Batch Processing

CellProfiler is designed to analyze images in a high-throughput manner. Once a pipeline has been established for a set of images, CellProfiler can export files that enable batches of images to be analyzed on a computing cluster with the pipeline.

It is possible to process tens or even hundreds of thousands of images for one analysis in this manner. We do this by breaking the entire set of images into separate batches, then submitting each of these batches as individual jobs to a cluster. Each individual batch can be separately analyzed from the rest.

The following describes the workflow for running your pipeline on a cluster that’s physically located at your local institution; for running in a cloud-based cluster using Amazon Web Services, please see our blog post on Distributed CellProfiler, a tool designed to streamline that process.

Submitting files for batch processing

Below is a basic workflow for submitting your image batches to a cluster.

  1. Create a folder for your project on your cluster.
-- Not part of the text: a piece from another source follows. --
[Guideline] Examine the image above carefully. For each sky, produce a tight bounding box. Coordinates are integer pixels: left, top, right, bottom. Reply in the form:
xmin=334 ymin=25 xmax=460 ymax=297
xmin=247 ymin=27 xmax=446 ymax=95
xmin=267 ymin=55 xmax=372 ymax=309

For high-throughput analysis, it is recommended to create a separate project folder for each run.

  2. Within this project folder, create the following folders (both of which must be connected to the cluster computing network):

    • Create an input folder, then transfer all of your images to this folder as the input folder. The input folder must be readable by everyone (or at least your cluster) because each of the separate cluster computers will read input files from this folder.
    • Create an output folder where all your output data will be stored. The output folder must be writeable by everyone (or at least your cluster) because each of the separate cluster computers will write output files to this folder.

    If you cannot create folders and set read/write permissions to these folders (or do not know how), ask your Information Technology (IT) department for help.

  3. Press the “View output settings” button. In the panel that appears, set the Default Input and Default Output Folders to the images and output folders created above, respectively. The Default Input Folder setting will only appear if a legacy pipeline is being run.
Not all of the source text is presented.